Garda McDonagh stopped Canon Hanna at 12.47pm on Holy Thursday, and he was due to give a service at St Columba’s Church, 14 miles away, at 1pm.

‘Ungracious’ language

Canon Hanna admitted his language on the occasion “wasn’t temperate. It wasn’t sharp. It was impolite and ungracious to a lady.”

He said: “It was made into the air, it wasn’t made against the lady.”

He added: “It was very short and sometimes the way it is described, it wasn’t several paragraphs of obscenities - it was just one swear word.”

Canon Hanna said: “I just plead - I was under huge stress in Holy Week, I didn’t give the lady garda much time, but I gave her all the information that she needed.

“I just felt at the time that she wasn’t understanding of my position.”

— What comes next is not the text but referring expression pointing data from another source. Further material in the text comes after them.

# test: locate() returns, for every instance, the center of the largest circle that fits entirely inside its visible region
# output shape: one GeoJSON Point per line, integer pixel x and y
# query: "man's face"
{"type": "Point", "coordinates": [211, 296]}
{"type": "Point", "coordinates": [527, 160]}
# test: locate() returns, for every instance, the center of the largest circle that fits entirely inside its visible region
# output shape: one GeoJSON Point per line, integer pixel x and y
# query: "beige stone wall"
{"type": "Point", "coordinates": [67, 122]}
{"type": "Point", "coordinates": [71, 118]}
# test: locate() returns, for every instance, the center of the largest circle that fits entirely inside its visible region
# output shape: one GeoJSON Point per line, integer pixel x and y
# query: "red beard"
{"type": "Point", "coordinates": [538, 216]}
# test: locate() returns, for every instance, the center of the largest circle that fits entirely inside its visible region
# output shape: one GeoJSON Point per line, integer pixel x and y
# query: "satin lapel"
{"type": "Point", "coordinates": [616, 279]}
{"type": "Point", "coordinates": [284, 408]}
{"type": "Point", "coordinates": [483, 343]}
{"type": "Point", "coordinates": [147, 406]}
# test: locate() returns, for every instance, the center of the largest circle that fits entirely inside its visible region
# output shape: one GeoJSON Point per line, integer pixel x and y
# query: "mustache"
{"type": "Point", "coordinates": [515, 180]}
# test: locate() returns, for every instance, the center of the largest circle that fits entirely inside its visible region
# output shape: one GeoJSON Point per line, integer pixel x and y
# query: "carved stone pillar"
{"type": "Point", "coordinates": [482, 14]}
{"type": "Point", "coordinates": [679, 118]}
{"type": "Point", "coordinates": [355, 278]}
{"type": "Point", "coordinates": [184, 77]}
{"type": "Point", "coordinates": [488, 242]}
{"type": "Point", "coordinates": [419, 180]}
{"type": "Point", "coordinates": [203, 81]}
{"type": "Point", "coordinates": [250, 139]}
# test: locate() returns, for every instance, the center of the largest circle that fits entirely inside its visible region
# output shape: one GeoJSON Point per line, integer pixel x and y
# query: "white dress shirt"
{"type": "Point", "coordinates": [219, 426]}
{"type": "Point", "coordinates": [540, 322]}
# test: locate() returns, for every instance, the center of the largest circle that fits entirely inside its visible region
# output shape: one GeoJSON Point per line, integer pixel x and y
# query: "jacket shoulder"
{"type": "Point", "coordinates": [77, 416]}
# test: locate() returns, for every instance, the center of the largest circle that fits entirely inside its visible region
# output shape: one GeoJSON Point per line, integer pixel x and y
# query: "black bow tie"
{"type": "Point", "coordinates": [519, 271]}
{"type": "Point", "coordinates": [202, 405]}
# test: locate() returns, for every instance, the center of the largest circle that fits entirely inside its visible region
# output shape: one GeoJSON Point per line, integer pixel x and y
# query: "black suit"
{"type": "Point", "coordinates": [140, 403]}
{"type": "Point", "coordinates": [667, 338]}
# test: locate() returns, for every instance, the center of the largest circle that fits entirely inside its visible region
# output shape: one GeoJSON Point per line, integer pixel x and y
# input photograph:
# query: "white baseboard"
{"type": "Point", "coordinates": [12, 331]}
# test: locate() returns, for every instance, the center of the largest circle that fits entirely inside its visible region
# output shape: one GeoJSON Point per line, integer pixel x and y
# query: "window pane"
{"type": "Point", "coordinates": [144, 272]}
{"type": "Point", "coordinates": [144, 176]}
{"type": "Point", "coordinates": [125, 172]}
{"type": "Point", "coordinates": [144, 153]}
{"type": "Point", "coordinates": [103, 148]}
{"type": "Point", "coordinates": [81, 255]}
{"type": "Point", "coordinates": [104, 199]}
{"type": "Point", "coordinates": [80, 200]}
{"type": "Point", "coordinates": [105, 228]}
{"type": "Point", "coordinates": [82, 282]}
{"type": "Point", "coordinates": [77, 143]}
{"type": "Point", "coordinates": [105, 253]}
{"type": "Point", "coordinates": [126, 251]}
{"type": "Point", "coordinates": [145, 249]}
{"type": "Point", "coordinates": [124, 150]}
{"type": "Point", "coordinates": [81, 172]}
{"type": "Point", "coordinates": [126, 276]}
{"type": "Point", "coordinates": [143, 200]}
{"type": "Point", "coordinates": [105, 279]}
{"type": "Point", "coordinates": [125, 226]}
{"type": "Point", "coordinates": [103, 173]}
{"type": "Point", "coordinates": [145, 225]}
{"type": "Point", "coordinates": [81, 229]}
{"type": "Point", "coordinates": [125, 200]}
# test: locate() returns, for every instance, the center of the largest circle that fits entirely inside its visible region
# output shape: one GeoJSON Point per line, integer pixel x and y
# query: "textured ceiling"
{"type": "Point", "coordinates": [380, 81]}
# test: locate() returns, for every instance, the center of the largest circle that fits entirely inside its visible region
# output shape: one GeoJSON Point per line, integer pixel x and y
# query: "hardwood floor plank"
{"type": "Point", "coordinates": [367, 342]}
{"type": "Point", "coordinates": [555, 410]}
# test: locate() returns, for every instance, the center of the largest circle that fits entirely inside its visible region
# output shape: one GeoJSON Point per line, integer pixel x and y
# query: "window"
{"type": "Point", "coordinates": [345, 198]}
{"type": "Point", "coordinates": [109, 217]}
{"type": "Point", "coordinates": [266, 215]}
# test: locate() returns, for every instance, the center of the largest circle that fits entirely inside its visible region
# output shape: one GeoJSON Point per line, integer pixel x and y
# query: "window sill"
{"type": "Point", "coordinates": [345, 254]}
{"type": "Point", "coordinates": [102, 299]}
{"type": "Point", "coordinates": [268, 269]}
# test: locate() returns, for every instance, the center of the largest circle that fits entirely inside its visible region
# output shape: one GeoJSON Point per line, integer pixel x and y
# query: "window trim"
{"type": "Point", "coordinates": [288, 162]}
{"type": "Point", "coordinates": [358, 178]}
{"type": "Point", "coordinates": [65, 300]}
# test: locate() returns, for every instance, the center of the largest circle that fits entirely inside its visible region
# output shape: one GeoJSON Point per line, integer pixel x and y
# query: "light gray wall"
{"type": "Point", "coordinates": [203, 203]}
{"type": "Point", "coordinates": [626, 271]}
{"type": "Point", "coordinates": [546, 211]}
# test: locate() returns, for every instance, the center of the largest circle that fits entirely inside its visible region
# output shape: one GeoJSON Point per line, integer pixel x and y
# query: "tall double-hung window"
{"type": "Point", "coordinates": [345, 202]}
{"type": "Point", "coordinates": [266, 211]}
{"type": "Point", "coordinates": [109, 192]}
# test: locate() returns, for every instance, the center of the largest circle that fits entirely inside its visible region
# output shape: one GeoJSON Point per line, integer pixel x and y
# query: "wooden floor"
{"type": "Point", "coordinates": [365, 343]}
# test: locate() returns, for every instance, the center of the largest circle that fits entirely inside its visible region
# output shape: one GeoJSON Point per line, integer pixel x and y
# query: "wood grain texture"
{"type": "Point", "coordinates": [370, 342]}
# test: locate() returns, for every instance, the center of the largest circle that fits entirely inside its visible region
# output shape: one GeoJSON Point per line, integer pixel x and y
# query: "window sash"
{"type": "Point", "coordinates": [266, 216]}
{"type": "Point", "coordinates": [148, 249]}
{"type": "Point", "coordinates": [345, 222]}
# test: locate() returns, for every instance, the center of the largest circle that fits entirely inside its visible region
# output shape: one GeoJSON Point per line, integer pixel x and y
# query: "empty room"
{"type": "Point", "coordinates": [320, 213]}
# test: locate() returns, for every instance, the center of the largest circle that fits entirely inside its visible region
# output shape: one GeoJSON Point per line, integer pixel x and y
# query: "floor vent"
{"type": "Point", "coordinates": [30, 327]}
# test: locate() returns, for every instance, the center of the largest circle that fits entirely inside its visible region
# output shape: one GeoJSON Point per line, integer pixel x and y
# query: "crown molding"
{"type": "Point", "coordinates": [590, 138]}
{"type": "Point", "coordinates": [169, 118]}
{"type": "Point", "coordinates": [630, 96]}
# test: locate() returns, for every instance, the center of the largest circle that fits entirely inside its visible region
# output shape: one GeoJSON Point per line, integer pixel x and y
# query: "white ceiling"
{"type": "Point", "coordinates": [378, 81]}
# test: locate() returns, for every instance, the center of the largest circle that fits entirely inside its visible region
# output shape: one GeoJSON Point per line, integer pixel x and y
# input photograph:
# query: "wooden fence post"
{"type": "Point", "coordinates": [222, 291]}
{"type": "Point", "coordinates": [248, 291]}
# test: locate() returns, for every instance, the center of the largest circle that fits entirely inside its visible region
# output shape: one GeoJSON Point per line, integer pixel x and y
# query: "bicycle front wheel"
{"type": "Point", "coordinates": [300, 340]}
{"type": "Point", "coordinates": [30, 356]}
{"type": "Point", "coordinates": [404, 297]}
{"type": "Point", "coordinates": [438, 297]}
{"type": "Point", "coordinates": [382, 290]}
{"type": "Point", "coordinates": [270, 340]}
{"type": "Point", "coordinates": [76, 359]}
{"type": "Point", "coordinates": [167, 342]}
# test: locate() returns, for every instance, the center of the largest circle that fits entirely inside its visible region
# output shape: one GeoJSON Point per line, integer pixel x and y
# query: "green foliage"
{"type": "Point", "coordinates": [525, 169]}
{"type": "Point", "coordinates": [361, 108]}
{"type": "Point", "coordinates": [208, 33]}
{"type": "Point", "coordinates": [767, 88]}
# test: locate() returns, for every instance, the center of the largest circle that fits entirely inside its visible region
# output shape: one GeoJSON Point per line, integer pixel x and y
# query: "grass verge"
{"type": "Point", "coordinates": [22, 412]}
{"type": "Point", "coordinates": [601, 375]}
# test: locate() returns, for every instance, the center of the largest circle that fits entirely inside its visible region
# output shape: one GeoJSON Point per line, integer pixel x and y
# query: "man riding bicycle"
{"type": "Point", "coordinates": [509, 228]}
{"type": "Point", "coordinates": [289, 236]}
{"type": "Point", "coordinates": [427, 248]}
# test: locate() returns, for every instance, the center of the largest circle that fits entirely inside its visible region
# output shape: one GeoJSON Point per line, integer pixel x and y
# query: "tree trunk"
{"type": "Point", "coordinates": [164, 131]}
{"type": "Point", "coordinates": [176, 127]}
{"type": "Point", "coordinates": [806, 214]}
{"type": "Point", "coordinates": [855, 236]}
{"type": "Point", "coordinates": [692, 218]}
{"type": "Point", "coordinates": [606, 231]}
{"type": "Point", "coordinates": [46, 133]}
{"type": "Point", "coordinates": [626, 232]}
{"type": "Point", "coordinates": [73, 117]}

Canon Hanna confirmed to the court he had already submitted a letter of apology to Garda McDonagh for the language used.

Counsel for Canon Hanna, Lorcan Connolly BL, said his client was “under severe time constraints on the date”.

He said: “He accepts the intemperate language he used on the day was unacceptable, and he instructs me to apologise to Garda McDonagh without reservation.”

‘Chaotic lifestyle’

Canon Hanna did not turn up at the District Court last month for the case, and Mr Connolly said: “He has something of a chaotic lifestyle and he doesn’t have assistance in the rectory as such, and the Fixed Charge Penalty Notice was overlooked and the summons date was not recorded in his diary.”

Mr Connolly added that Canon Hanna looks after five churches in the Clare area.

He said: “He was under significant pressure to be back in Ennis to deal with an Easter service. He wasn’t rushing to go to a match or a private engagement. He accepts wholeheartedly the intemperate language he used on the day is unbecoming a minister, without hesitation.

The cleric, Mr Connolly went on, has “a significant workload that he tries to do on his own”.

He added: “Canon Hanna is well known in the county for his voluntary work and work done in the area of multi-denomination. He is a man who has given a lot to the community.”

Judge Thomas O’Donnell said he was satisfied to remove the disqualification “given the abject apology and letter given to [the] garda”.

The judge reduced the fine from €500 to €250 and told Canon Hanna “even God would tell you slow down on that particular road”.